The anchor of Cavagnaro’s sprawling landscape is a beautiful 4,300-square-foot house, built a quarter-century ago. It features extensive native limestone, cut and crafted by a British stonemason who lives in the area. Inside, the spacious kitchen contains a wood-burning stove, as well as a traditional oven, and a layout designed for massive amounts of food processing and preservation—drying tomatoes, canning peaches, freezing pesto. Its generously sized windows were designed with ample sunlight for plants in mind, and they’re the perfect spot for lime, kumquat, lemon, tangerine and fig trees to grow all season long and bear abundant fruit. The north-facing timber frame deck overlooks the spectacular valley and plantings. In summer, its pergola is draped with grapevines, making it the perfect site for a glass of wine or summer feast of just-picked produce. 

On the ground level, there’s a garden room exclusively for potting and saving plant seeds and cuttings, as well as a root cellar that naturally keeps the garden’s bounty fresh for months. 

In fact, Cavagnaro, who also has goats and chickens, estimates that he is 98 percent food self-sufficient. He has to purchase only coffee, sugar, tropical spices, bacon, bananas and white flour. (He grows and grinds his own wheatberries for whole wheat flour.)

Pepperfield Project

Rather than take what could be his retirement years to, well, retire, Cavagnaro has instead taken on even more. A little over a decade ago, he bought and moved an 1851 log cabin to his property and restored it.

That restoration prompted the creation of the Pepperfield Project (pepperfieldproject.org), an educational nonprofit where, he says, “people could experience good food and how to grow it, and where they could expand themselves personally among gardens surrounded by Iowa’s beautiful natural wilds.” 

Cavagnaro’s home, gardens and outbuildings have all been donated to the nonprofit, which offers a range of classes, workshops, retreats and events. It also is the location of periodic educational-themed dinners, which feature the garden’s abundant produce and quickly sell out. 

And as if that’s not enough, Cavagnaro has also committed to overseeing and caring for a one-acre garden at the local hospital, Winneshiek Medical Center, so that patients, staff and visitors have a ready supply of fresh, organic produce.

At home, he remains furiously busy, planting and saving seeds and harvesting and feeding his many visitors and helpers, including interns who might live in the log cabin or a tiny house recently built on his land. 

Cavagnaro has no plans of slowing down: “Why or even how would you give up your passions?
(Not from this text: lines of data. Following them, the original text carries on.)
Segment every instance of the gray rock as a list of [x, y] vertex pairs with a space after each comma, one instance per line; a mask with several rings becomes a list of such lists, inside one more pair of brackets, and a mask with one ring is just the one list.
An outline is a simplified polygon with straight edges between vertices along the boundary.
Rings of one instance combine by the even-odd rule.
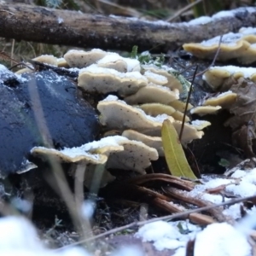
[[2, 69], [0, 96], [1, 177], [30, 169], [32, 147], [78, 147], [98, 134], [95, 109], [67, 77], [52, 71], [19, 77]]

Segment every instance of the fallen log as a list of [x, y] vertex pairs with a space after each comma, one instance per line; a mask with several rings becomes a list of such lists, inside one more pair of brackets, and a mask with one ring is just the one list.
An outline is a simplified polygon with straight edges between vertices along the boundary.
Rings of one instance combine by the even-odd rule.
[[0, 4], [0, 37], [38, 43], [130, 51], [166, 51], [241, 26], [256, 26], [256, 9], [242, 8], [206, 24], [149, 22], [26, 4]]

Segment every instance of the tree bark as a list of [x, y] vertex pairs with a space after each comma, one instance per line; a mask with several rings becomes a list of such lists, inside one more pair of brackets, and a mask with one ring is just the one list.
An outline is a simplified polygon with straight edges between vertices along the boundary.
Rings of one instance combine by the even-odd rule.
[[[252, 9], [251, 9], [252, 10]], [[25, 4], [0, 4], [0, 37], [103, 49], [167, 51], [184, 43], [256, 26], [256, 9], [199, 25], [148, 22], [133, 18], [92, 15]]]

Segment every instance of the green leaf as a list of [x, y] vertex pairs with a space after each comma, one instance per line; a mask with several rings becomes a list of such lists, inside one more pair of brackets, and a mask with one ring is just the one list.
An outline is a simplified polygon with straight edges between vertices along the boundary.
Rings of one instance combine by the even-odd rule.
[[131, 59], [136, 59], [137, 55], [137, 46], [133, 45], [130, 57]]
[[187, 161], [177, 133], [169, 119], [166, 119], [163, 122], [162, 142], [171, 174], [177, 177], [196, 179], [197, 177]]

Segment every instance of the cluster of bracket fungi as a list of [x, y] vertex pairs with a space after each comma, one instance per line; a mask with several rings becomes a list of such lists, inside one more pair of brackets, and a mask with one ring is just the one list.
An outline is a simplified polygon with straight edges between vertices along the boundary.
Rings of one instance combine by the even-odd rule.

If you’re passionate about something, you do it until you drop. I’m doing all the things I love.”


Heirloom Vegetables to Try

Cabbage takes on a sculptural quality in this close-up photo by David Cavagnaro.
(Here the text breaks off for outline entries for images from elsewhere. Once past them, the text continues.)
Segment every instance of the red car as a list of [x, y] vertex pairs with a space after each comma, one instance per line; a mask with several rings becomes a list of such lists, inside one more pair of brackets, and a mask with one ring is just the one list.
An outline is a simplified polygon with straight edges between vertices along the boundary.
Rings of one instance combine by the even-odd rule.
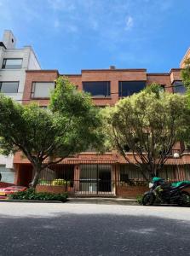
[[9, 194], [26, 190], [26, 187], [23, 186], [10, 186], [7, 188], [0, 188], [0, 198], [4, 198]]

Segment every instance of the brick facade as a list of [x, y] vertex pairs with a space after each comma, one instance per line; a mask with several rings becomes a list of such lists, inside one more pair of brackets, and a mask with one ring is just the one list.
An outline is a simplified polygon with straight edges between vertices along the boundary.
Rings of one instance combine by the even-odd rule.
[[[164, 86], [165, 91], [173, 93], [172, 84], [174, 81], [181, 80], [181, 69], [171, 69], [169, 73], [147, 73], [146, 69], [100, 69], [100, 70], [82, 70], [81, 74], [69, 74], [65, 75], [68, 79], [78, 86], [78, 90], [83, 90], [83, 82], [90, 81], [109, 81], [111, 96], [107, 97], [92, 97], [93, 102], [96, 106], [114, 105], [119, 100], [118, 95], [118, 82], [119, 81], [145, 81], [146, 85], [148, 86], [152, 83], [158, 83]], [[57, 70], [41, 70], [41, 71], [26, 71], [26, 84], [23, 94], [23, 104], [28, 104], [31, 102], [38, 102], [39, 106], [48, 106], [48, 98], [33, 99], [31, 97], [32, 83], [33, 82], [54, 82], [58, 77]], [[177, 160], [177, 165], [182, 165], [184, 162], [190, 164], [190, 154], [185, 152], [184, 146], [181, 143], [175, 145], [175, 150], [182, 152], [181, 158]], [[135, 162], [134, 157], [129, 155], [131, 161]], [[78, 163], [80, 160], [100, 160], [101, 163], [110, 161], [113, 163], [126, 164], [124, 159], [117, 152], [98, 155], [93, 152], [83, 152], [73, 158]], [[67, 160], [66, 160], [66, 163]], [[27, 185], [32, 176], [32, 166], [28, 160], [23, 157], [20, 153], [15, 154], [14, 158], [14, 167], [16, 170], [15, 183]], [[176, 165], [176, 160], [172, 157], [170, 158], [166, 165]], [[79, 176], [78, 176], [79, 178]], [[119, 170], [116, 172], [113, 179], [119, 179]], [[39, 186], [37, 187], [37, 191], [47, 191], [52, 193], [61, 193], [65, 191], [65, 188], [60, 186]], [[135, 197], [136, 195], [144, 193], [148, 189], [143, 186], [122, 187], [117, 186], [115, 193], [118, 196]], [[70, 191], [72, 192], [72, 191]]]

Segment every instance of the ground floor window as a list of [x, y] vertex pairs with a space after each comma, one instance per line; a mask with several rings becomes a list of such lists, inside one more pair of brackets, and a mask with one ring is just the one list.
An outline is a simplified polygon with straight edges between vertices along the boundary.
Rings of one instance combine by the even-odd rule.
[[0, 166], [0, 173], [2, 182], [14, 183], [15, 172], [13, 169], [6, 168], [5, 166]]

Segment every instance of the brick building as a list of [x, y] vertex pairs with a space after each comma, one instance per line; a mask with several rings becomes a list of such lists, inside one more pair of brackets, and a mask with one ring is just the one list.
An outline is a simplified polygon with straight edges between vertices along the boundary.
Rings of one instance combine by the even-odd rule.
[[[37, 102], [39, 106], [47, 107], [49, 90], [55, 86], [59, 77], [57, 70], [27, 70], [23, 92], [23, 104]], [[181, 69], [171, 69], [168, 73], [148, 73], [146, 69], [109, 69], [82, 70], [80, 74], [64, 74], [79, 90], [90, 92], [95, 104], [98, 107], [114, 105], [121, 97], [138, 92], [151, 83], [159, 84], [170, 93], [184, 93], [185, 88], [180, 76]], [[183, 144], [177, 143], [173, 152], [179, 153], [176, 160], [169, 158], [160, 176], [170, 180], [190, 179], [188, 164], [190, 154]], [[130, 154], [130, 153], [129, 153]], [[131, 154], [132, 157], [132, 154]], [[29, 161], [20, 154], [14, 158], [16, 172], [16, 184], [28, 185], [32, 177], [32, 168]], [[179, 176], [180, 174], [180, 176]], [[66, 186], [51, 186], [55, 179], [65, 179]], [[38, 185], [38, 189], [60, 192], [64, 189], [72, 194], [88, 195], [126, 195], [134, 194], [127, 181], [143, 182], [139, 170], [126, 164], [117, 152], [99, 155], [95, 152], [82, 152], [74, 158], [44, 170], [41, 181], [49, 186]], [[143, 192], [145, 187], [138, 186], [136, 194]], [[132, 193], [132, 194], [131, 194]]]
[[[5, 30], [0, 40], [0, 93], [21, 103], [27, 69], [41, 69], [34, 50], [31, 46], [16, 48], [13, 32]], [[14, 182], [13, 155], [0, 154], [0, 173], [2, 181]]]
Why settle for the same old mass-distributed seedlings each year? Here are some heirloom varieties worth trying. All are available at seedsavers.org.

“Romano Pole” green beans: long, flat beans that are tender and delicate.
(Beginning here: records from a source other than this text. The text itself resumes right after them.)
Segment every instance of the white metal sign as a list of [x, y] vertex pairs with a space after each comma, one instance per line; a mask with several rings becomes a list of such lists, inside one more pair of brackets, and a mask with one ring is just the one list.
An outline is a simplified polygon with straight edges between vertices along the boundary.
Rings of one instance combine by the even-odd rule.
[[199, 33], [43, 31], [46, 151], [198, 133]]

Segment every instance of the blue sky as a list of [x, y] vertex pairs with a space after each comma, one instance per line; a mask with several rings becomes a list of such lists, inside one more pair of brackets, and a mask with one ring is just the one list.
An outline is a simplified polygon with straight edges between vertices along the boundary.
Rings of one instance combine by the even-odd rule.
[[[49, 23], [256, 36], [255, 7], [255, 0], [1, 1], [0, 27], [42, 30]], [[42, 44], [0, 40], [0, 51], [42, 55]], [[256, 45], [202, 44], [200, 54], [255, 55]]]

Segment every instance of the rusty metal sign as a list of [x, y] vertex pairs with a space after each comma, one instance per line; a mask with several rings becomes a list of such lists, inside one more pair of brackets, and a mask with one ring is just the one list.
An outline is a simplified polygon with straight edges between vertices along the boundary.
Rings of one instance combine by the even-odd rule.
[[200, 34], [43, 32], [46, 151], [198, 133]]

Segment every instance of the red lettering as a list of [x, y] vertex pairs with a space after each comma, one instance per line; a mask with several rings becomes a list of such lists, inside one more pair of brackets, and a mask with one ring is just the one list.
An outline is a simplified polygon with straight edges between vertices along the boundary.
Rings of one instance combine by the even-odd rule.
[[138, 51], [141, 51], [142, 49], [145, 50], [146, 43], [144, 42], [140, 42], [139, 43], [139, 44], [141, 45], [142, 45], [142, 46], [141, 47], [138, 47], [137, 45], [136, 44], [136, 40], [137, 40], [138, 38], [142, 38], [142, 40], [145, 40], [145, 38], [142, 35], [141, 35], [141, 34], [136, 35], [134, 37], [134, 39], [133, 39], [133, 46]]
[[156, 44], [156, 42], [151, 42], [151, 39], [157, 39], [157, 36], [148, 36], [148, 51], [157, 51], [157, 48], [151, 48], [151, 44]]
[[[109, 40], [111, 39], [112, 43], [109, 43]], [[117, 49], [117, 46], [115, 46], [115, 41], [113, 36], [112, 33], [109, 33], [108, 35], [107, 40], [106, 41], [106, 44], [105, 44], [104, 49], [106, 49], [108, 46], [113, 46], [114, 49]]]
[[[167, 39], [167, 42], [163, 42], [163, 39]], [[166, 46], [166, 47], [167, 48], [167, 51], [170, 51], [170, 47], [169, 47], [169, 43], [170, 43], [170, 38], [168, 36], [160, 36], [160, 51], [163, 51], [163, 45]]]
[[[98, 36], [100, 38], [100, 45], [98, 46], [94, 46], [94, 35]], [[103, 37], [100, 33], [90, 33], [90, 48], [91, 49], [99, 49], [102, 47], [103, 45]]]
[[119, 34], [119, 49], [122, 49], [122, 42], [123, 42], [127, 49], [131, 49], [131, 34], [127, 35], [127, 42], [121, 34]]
“Bright Lights” Swiss chard.

“Five Color Silverbeet” Swiss chard: delicious and so beautiful you can plant it among your flowers.

“Diamond” eggplant and “Feher Ozon Paprika” sweet peppers:  the earliest and most productive of their type for the upper Midwest.

“Sibley” winter squash: an Iowa variety that’s exceptionally tasty. 

“Tomato Amish Paste:” excellent, all-purpose tomato with excellent flavor.

“Blacktail Mountain” watermelon: one of the few that are reliable this far north.